Coronavirus. «Io, sacerdote e medico: così ho curato e amministrato i Sacramenti»
Don Fabio Stevanazzi
Per molte settimane ha scelto di rispettare il silenzio, «che mi sono imposto da quando ho firmato il contratto con l’ospedale». Ma alla fine, dopo lunghi e difficili giorni di lavoro nella terapia intensiva dell’ospedale di Busto Arsizio (Varese), don Fabio Stevenazzi, il prete dottore, ha molto da raccontare.
A metà marzo ha dimesso per poco (dopo il permesso dell’arcivescovo Mario Delpini) i paramenti sacri in sacrestia, nella parrocchia di Santa Maria Assunta a Gallarate, ed è sceso in prima linea per rispondere all’emergenza Covid-19, tornando a fare il medico, come prima di entrare in seminario. Un’esperienza che prosegue e che ha inciso molto in lui. «Ho scoperto, con stupore, di essere stato prete, facendo il medico, quando in tanti colleghi, anche non credenti, mi hanno preso da parte per farmi confidenze personali, sul senso della vita o sulla fede. Sono state delle vere e proprie "confessioni laiche", che custodisco nel mio cuore con emozione». Non sono mancate le occasioni in cui a don Fabio, i medici si sono rivolti per conoscere il suo parere in decisioni difficili, di natura bioetica.
Davanti agli occhi don Stevenazzi continua ad avere le immagini terribili e le storie dei tantissimi malati, soprattutto nelle prime settimane: «Li ho visti impauriti e sprofondati nella noia di giorni sempre uguali, ritmati solo dagli allarmi delle apparecchiature e dai rumori degli aspiratori. Nel reparto di terapia intensiva non riuscivamo a trasmettere musica perché l’interfono distorce i suoni e perché il soffio dei respiratori soffoca quasi ogni altro rumore. I più giovani e in gamba riuscivano a farsi compagnia con smartphone e tablet, i più anziani al massimo potevano telefonare ogni tanto ai familiari, ma è facile intuire come sia stato penoso per molti di loro. Ogni tanto la vista dell’aggravamento o del decesso del loro compagno di stanza li sconquassava».

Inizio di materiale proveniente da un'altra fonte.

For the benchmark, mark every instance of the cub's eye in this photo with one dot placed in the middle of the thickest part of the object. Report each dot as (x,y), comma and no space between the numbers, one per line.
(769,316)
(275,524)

Oggi la situazione è un po’ migliorata: «Vedo qualche volto più disteso e sereno, ma anche fra noi medici le domande sono tante e non abbiamo tutte le risposte su come si sta evolvendo la malattia». La fatica fisica è notevole, unita al fatto che, alla fine del turno di lavoro, per don Fabio la vita continua in "clausura stretta", nelle proprie stanze in canonica, senza vedere e incontrare nessuno per non diffondere eventuale contagio. «Celebro l’Eucarestia e prego nel mio salottino, tutto solo come un eremita; nel tempo libero leggo un po’, guardo la tv per liberare la mente, e poi cerco di dormire».
Ogni giorno, don Fabio prova a tenere insieme le due vocazioni di servizio all’uomo, che ha fatto nella sua vita: «Il più delle volte i pazienti non sanno neppure che sono un prete e non possono certo distinguere me dagli altri operatori, avvolti come siamo tutti dallo scafandro. Ho pregato una volta con un degente moribondo che poi ho assolto non so se abbia avuto consapevolezza di me come sacerdote: non poteva sentirmi, assordato dal casco Cpap. Ho anche amministrato il sacramento dell’Unzione, a persone sedate o agonizzanti».
I giorni più bui e strazianti, paradossalmente, sono stati quelli della Settimana Santa, passati tutti in corsia, compreso il giorno della Risurrezione. «La mattina di Pasqua – ha detto – sono passato davanti agli oblò delle camere di degenza con la stola bianca e ho benedetto tutti, distribuendo un’immaginetta con il risorto; penso che sia stato di conforto a molti».
Oggi don Fabio Stevenazzi continua il suo lavoro in ospedale anche se è tornato a occuparsi di qualche aspetto della vita della comunità pastorale di San Cristoforo a Gallarate e nel raccontare la sua esperienza anche agli amici del centro culturale “Tommaso Moro”, sottolinea: «Sono consapevole sempre più che contempliamo Cristo sotto le spoglie del malato sofferente che arranca lungo la corsia, ancora troppo simile a un ripido Calvario».